Tryggvi Þór Herbertsson (born 17 January 1963) was a member of the Icelandic Parliament from 2009 to 2013, and is the chairman and founder of Taurus SLF, an independent corporate and investment advisory firm.

==Education and academic work==
Tryggvi Thor Herbertsson graduated in industrial administration from the Technical College of Iceland in 1992, as a M.Sc. in economics from the University of Iceland in 1995, and finished his Ph.D. studies at the University of Aarhus in 1998. He was director of the Institute of Economic Studies at the University of Iceland from 1995 to 2006. He was lecturer (1995), associate professor (1998) and professor (2000) at the University of Iceland. He has been a professor of economics at Reykjavik University since 2009 (currently on leave). He is married to Sigurveig María Ingvadóttir and has four children.

==Works==
Tryggvi Thor Herbertsson is an independent investor and advisor at his own company, Taurus SLF. He was a Member of Parliament in Iceland from 2009 to 2013 for the conservative Independence Party, and a professor of economics at the University of Reykjavík (on leave). Before becoming an MP he was the CEO of Askar Capital (a Nordic investment bank). He served as the special economic advisor to the prime minister of Iceland during the collapse of the Icelandic banking system. He was the director of the Institute of Economic Studies and a professor of economics at the University of Iceland before joining Askar Capital. Herbertsson has been a member of and chaired many ministerial-appointed committees in Iceland.

Herbertsson has been on the board of directors and a consultant to many private companies and pension funds. He has been a consultant to institutions and international organizations, such as the World Bank, the International Monetary Fund, the European Commission, the Nordic Council of Ministers, the OECD, and the World Economic Forum. He has also been a consultant to the governments of Belgium, Croatia, Denmark, Finland, Iceland, Norway, Sweden, and Uganda. He has been a consultant to Fortune 500 companies.

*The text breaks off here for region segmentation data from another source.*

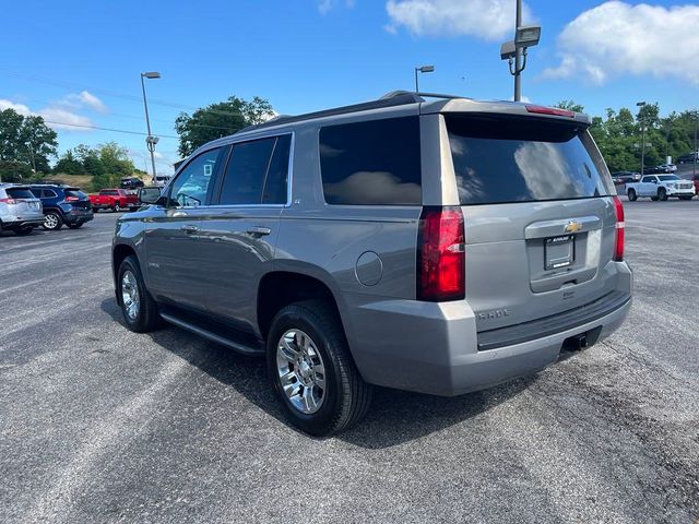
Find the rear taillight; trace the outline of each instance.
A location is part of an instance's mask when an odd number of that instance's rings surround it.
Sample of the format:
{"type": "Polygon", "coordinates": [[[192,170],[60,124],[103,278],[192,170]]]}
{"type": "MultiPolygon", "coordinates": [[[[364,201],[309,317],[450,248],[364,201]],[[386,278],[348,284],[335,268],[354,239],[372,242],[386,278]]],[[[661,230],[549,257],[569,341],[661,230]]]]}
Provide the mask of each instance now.
{"type": "Polygon", "coordinates": [[[465,296],[465,235],[461,207],[423,207],[417,240],[417,299],[465,296]]]}
{"type": "Polygon", "coordinates": [[[526,112],[534,112],[537,115],[553,115],[555,117],[568,117],[574,118],[574,111],[569,111],[568,109],[559,109],[557,107],[546,107],[546,106],[525,106],[526,112]]]}
{"type": "Polygon", "coordinates": [[[616,215],[616,241],[614,243],[614,261],[624,260],[624,206],[618,196],[614,196],[614,213],[616,215]]]}

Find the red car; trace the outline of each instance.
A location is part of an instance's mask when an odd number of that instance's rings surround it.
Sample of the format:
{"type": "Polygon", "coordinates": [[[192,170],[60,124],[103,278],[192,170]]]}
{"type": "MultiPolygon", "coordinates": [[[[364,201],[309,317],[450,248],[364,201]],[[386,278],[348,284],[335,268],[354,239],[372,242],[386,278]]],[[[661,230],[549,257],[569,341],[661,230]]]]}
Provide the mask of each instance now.
{"type": "Polygon", "coordinates": [[[100,189],[99,193],[90,195],[90,203],[95,212],[99,210],[133,211],[140,205],[137,193],[126,189],[100,189]]]}

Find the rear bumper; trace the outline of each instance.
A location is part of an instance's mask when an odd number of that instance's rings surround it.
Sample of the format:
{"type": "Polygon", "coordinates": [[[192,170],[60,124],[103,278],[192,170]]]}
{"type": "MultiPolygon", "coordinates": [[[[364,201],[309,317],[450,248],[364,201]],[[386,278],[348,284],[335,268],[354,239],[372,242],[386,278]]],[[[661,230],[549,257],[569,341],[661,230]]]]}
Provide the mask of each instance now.
{"type": "Polygon", "coordinates": [[[24,227],[38,227],[44,224],[44,215],[43,214],[34,214],[21,217],[13,217],[11,221],[8,221],[7,217],[2,221],[2,229],[22,229],[24,227]]]}
{"type": "Polygon", "coordinates": [[[631,272],[626,263],[617,265],[617,289],[605,303],[489,333],[476,332],[473,311],[463,301],[365,305],[348,333],[353,356],[367,382],[442,396],[534,373],[555,362],[567,341],[587,334],[594,343],[624,322],[631,307],[631,272]]]}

Herbertsson has published over 50 scholarly papers and is the editor, author, and co-author of 13 books and monographs on various topics in economics. His dissertation topic was economic growth and capital theory. His research fields include public policy, financial markets and banking, monetary policy, pensions, and general macroeconomics.

During his 11 years as the director of the Institute of Economic Studies, Herbertsson was responsible and directed over 100 major consulting assignments in number of countries. In his native country Herbertsson was a consultant to the country's prime ministers on macroeconomic policies and financial markets between 1995 and 2008.

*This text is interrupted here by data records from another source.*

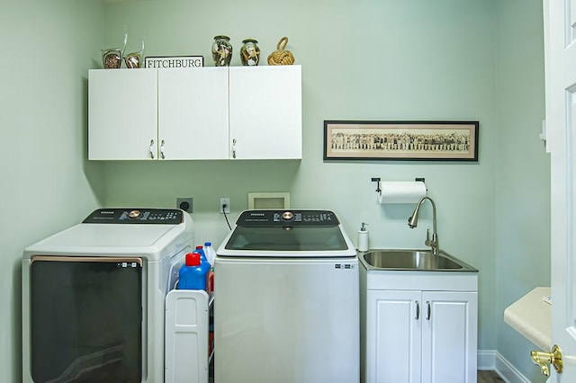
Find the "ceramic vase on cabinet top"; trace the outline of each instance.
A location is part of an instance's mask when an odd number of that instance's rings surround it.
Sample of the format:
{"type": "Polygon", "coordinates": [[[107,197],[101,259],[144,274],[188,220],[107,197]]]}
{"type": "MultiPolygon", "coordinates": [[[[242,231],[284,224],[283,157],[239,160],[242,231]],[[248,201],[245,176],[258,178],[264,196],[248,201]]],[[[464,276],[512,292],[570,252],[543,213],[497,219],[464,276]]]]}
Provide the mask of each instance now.
{"type": "Polygon", "coordinates": [[[102,61],[104,69],[118,69],[122,64],[122,56],[128,42],[128,33],[124,33],[124,45],[122,48],[102,49],[102,61]]]}
{"type": "Polygon", "coordinates": [[[228,67],[232,59],[232,44],[228,36],[214,37],[212,43],[212,58],[216,67],[228,67]]]}
{"type": "Polygon", "coordinates": [[[240,59],[242,65],[253,67],[260,62],[260,48],[258,41],[254,39],[246,39],[242,40],[242,48],[240,48],[240,59]]]}
{"type": "Polygon", "coordinates": [[[144,40],[142,40],[142,48],[138,52],[132,52],[126,55],[124,63],[126,67],[138,69],[142,66],[142,55],[144,54],[144,40]]]}

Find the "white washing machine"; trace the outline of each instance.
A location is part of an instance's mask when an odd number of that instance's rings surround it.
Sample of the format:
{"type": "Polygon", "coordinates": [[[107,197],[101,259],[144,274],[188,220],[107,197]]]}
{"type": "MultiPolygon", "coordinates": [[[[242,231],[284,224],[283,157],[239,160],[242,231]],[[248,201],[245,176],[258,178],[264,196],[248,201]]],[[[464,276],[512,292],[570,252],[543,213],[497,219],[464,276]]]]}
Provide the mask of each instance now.
{"type": "Polygon", "coordinates": [[[102,209],[24,250],[24,382],[163,382],[165,299],[191,217],[102,209]]]}
{"type": "Polygon", "coordinates": [[[216,383],[355,383],[358,261],[328,210],[247,210],[216,252],[216,383]]]}

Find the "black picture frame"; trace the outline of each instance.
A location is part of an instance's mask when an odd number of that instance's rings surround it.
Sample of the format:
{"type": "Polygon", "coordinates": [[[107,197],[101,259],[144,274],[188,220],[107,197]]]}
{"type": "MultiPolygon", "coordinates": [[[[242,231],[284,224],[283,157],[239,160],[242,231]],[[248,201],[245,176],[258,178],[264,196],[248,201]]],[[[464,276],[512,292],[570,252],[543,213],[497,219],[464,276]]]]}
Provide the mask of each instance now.
{"type": "Polygon", "coordinates": [[[478,162],[479,121],[324,121],[324,160],[478,162]]]}

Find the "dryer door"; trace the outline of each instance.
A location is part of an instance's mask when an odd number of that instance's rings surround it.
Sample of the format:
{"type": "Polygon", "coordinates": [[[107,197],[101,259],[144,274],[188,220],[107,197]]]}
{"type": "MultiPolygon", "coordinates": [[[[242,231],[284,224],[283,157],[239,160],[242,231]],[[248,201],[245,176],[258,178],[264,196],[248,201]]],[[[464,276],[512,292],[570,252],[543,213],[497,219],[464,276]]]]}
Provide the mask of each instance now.
{"type": "Polygon", "coordinates": [[[142,260],[36,256],[30,280],[36,382],[140,382],[142,260]]]}

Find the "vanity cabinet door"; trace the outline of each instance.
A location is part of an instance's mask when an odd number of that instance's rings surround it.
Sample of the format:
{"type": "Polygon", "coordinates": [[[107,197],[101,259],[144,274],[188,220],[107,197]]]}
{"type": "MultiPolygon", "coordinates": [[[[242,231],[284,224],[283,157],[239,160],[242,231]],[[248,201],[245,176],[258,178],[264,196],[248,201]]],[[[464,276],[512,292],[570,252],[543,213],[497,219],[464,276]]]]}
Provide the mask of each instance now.
{"type": "Polygon", "coordinates": [[[366,309],[366,383],[418,383],[421,291],[368,290],[366,309]]]}
{"type": "Polygon", "coordinates": [[[228,67],[158,70],[159,159],[228,159],[228,67]]]}
{"type": "Polygon", "coordinates": [[[423,291],[422,383],[476,381],[478,293],[423,291]]]}
{"type": "Polygon", "coordinates": [[[230,67],[230,159],[302,157],[302,67],[230,67]]]}
{"type": "Polygon", "coordinates": [[[156,69],[88,72],[88,159],[158,157],[156,69]]]}

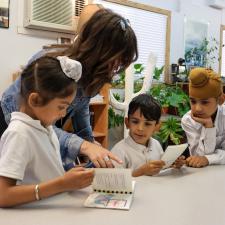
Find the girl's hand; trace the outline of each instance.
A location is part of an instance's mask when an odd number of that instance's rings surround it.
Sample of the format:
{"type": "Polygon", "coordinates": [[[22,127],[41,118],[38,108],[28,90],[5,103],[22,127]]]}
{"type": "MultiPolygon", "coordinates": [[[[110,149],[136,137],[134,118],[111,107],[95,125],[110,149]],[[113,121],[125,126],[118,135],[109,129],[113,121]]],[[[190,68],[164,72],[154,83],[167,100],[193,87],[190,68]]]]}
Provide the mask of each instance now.
{"type": "Polygon", "coordinates": [[[211,117],[209,117],[209,118],[200,118],[200,117],[197,117],[197,116],[191,114],[191,118],[194,121],[196,121],[198,123],[201,123],[205,128],[212,128],[214,126],[211,117]]]}
{"type": "Polygon", "coordinates": [[[72,168],[62,176],[63,191],[85,188],[91,185],[93,178],[94,169],[72,168]]]}
{"type": "Polygon", "coordinates": [[[147,175],[147,176],[156,175],[159,173],[159,171],[163,168],[164,165],[165,165],[165,162],[162,160],[149,161],[148,163],[145,163],[138,169],[134,170],[132,175],[134,177],[138,177],[142,175],[147,175]]]}
{"type": "Polygon", "coordinates": [[[109,150],[88,141],[83,142],[80,152],[87,155],[97,168],[113,168],[112,160],[119,164],[122,163],[122,161],[109,150]]]}
{"type": "Polygon", "coordinates": [[[204,167],[209,165],[209,161],[205,156],[190,156],[186,159],[187,166],[190,167],[204,167]]]}
{"type": "Polygon", "coordinates": [[[186,164],[186,160],[185,160],[185,157],[182,155],[176,159],[176,161],[173,163],[172,167],[176,168],[176,169],[180,169],[185,164],[186,164]]]}

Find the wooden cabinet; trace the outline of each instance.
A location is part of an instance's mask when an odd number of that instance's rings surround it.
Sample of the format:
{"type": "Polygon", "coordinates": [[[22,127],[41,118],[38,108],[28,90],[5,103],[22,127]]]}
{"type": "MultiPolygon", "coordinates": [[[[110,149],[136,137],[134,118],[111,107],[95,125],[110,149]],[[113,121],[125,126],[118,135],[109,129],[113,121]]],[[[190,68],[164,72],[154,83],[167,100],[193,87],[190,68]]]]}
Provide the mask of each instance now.
{"type": "MultiPolygon", "coordinates": [[[[102,147],[108,148],[108,107],[109,107],[109,85],[105,85],[100,95],[103,96],[102,102],[90,103],[91,125],[94,138],[102,147]]],[[[71,119],[67,120],[63,129],[73,132],[71,119]]]]}
{"type": "Polygon", "coordinates": [[[103,96],[103,102],[90,103],[90,112],[93,112],[92,130],[95,140],[104,148],[108,148],[109,85],[105,85],[100,94],[103,96]]]}

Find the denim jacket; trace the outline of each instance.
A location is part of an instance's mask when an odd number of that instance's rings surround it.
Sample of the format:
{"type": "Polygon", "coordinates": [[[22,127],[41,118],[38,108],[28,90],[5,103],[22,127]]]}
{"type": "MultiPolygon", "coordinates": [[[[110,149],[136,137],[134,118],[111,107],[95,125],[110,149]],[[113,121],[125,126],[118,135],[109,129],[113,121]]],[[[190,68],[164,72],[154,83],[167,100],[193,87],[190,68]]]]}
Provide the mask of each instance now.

As the CEO of Askar Capital, Herbertsson work involved overseeing investments into China, Macao, Hong Kong, India, Turkey, Dubai, Romania, North Macedonia, the Baltic Countries, Northern Europe, and the US.

==Selected publications==
- Gylfason, T., Herbertsson, T. T., & Zoega, G. (1999). A mixed blessing. Macroeconomic Dynamics, 3(02), 204-225.
- Gylfason, T., & Herbertsson, T. T. (2001). Does inflation matter for growth?. Japan and the World Economy, 13(4), 405-428.
- Mishkin, F. S., & Herbertsson, T. T. (2006). Financial stability in Iceland. Iceland Chamber of Commerce.

==Parliamentary career==
Hebertsson was elected to the Icelandic parliament in the 2009 general election.